The ruling marks the first time a former Israeli premier has been convicted of bribery in what has been called one of the worst corruption scandals in the country's history.        

According to public Channel 1 television, Olmert was convicted on two counts of receiving bribes linked to construction of Jerusalem's massive Holyland residential complex dating from when he was the city's mayor.        

"We're talking about corrupt and filthy practices," Judge David Rosen said while reading out the verdict, his remarks playing out across all Israeli media.        

He also spoke of a "corrupt political system which has decayed over the years... and in which hundreds of thousands of shekels were transferred to elected officials".
      
Rosen also said the former premier had lied to the court in a bid to "blacken the name" of the state's witness.
      
Olmert reportedly sat expressionless throughout the verdict.        

In 2010, Olmert was named the key suspect in the so-called Holyland affair on suspicion that he received bribes totalling some 1.5 million shekels ($430,000, 312,000 euros at today's exchange rate), although the prosecution later reduced the sum received by about half.        

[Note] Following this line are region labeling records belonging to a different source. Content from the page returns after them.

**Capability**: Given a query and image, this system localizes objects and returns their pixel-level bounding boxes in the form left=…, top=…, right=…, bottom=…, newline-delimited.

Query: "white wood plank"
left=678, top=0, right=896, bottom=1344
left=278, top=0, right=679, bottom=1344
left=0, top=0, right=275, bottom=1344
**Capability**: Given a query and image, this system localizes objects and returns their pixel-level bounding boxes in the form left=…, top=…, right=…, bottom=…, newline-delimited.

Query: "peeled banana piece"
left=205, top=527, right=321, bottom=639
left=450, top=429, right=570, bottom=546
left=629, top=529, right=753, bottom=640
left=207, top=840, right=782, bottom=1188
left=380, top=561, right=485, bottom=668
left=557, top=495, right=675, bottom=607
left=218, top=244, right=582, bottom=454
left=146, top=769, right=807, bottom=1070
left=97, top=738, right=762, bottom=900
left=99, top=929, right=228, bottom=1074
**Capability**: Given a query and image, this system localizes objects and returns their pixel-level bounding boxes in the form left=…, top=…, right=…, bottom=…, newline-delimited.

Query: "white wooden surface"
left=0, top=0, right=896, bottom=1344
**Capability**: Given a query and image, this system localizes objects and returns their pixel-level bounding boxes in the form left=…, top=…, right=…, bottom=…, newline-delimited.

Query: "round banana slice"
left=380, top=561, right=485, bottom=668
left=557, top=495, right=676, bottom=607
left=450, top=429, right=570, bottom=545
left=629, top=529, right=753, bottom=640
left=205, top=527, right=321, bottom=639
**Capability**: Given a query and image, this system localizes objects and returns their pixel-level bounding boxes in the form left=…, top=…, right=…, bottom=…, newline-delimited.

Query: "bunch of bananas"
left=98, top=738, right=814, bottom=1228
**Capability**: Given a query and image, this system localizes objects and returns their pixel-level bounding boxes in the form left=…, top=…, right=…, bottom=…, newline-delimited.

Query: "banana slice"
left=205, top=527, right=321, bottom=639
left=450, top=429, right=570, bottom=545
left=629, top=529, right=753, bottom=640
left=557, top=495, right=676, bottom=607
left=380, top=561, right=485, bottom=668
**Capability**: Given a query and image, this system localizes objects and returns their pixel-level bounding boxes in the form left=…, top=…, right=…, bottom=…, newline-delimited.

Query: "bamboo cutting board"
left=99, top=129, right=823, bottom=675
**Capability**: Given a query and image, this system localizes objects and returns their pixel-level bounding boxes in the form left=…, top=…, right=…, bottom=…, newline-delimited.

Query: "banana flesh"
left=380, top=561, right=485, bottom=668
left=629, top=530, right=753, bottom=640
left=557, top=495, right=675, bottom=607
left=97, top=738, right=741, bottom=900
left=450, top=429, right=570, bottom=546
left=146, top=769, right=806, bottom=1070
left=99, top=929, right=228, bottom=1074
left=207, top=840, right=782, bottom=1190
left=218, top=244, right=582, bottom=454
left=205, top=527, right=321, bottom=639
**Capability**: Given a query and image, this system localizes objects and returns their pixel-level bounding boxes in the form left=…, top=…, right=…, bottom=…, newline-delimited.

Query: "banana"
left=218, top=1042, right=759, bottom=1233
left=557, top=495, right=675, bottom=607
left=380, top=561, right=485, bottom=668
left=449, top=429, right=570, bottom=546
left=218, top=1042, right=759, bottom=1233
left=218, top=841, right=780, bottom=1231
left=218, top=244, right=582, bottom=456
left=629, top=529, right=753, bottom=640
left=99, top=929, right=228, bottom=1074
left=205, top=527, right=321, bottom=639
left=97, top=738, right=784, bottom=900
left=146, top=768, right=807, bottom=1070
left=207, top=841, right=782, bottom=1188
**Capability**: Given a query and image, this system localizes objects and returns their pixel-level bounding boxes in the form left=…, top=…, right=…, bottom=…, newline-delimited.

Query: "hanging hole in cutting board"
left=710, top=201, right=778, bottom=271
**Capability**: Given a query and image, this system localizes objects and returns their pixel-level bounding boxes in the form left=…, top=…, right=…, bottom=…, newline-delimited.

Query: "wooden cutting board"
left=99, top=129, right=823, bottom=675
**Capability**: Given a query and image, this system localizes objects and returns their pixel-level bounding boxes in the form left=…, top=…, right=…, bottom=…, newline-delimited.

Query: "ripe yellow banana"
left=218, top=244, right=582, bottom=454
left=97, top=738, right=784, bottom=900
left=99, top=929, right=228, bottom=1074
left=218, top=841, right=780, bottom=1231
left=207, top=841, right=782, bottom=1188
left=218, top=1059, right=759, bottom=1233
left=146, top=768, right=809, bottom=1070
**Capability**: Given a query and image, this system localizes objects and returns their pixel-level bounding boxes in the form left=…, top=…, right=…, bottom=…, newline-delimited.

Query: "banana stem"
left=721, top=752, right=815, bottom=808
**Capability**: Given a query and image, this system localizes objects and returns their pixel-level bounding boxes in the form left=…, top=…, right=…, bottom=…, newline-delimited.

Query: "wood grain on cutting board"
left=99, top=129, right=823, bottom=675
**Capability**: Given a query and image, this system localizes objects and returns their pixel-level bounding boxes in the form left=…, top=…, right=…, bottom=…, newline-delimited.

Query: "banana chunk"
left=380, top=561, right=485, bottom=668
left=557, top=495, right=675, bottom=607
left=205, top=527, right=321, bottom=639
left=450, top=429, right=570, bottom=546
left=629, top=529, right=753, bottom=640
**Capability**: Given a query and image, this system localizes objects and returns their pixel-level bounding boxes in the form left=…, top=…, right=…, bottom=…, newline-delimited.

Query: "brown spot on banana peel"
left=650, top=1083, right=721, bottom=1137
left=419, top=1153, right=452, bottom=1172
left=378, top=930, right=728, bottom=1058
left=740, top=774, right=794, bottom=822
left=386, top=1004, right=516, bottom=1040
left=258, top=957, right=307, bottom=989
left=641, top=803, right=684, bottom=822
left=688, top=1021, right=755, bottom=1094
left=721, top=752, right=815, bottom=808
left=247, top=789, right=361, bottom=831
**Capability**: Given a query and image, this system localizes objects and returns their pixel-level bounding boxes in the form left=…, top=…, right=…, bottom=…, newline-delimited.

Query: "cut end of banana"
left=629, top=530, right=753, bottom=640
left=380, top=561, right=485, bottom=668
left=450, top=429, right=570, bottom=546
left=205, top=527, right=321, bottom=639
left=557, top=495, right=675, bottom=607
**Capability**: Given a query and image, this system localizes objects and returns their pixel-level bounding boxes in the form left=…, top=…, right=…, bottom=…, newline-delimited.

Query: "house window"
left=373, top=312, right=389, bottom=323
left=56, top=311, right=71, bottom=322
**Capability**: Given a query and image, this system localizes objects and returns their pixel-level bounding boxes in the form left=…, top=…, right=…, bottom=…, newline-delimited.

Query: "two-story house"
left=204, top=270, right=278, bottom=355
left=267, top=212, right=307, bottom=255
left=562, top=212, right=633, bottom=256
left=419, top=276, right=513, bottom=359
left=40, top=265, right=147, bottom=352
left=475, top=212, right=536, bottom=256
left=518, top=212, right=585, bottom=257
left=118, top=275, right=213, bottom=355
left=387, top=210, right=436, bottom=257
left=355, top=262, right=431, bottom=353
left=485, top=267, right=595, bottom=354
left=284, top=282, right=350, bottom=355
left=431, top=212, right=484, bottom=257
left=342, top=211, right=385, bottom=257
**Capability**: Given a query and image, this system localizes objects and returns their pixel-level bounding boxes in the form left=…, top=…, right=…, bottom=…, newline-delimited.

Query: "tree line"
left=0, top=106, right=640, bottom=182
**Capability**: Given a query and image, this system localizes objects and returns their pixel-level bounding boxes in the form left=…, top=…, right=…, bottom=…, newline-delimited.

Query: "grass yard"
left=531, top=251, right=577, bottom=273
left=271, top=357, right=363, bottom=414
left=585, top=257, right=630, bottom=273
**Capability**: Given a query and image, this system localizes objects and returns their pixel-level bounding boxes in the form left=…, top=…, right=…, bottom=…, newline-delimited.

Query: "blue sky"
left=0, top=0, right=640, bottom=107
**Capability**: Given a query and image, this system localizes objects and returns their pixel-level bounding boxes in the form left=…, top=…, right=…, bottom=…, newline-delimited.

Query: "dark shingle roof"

He was mayor of Jerusalem from 1993 to 2003, after which he served as a cabinet minister, holding the trade and industry portfolio as well as several others, before becoming premier in 2006.
      
He led the centre-right Kadima party into government, but resigned from the premiership in September 2008 after police recommended that he be indicted in several graft cases.
      
In July 2012, a Jerusalem court found Olmert guilty of breach of trust in a closely watched corruption case, but cleared him on two more serious charges related to the alleged receipt of cash-stuffed envelopes and multiple billing for trips abroad.        

He was fined $19,000 and given a suspended jail sentence for graft.
      
The conviction related to favours that Olmert granted a former colleague while serving as the trade and industry minister.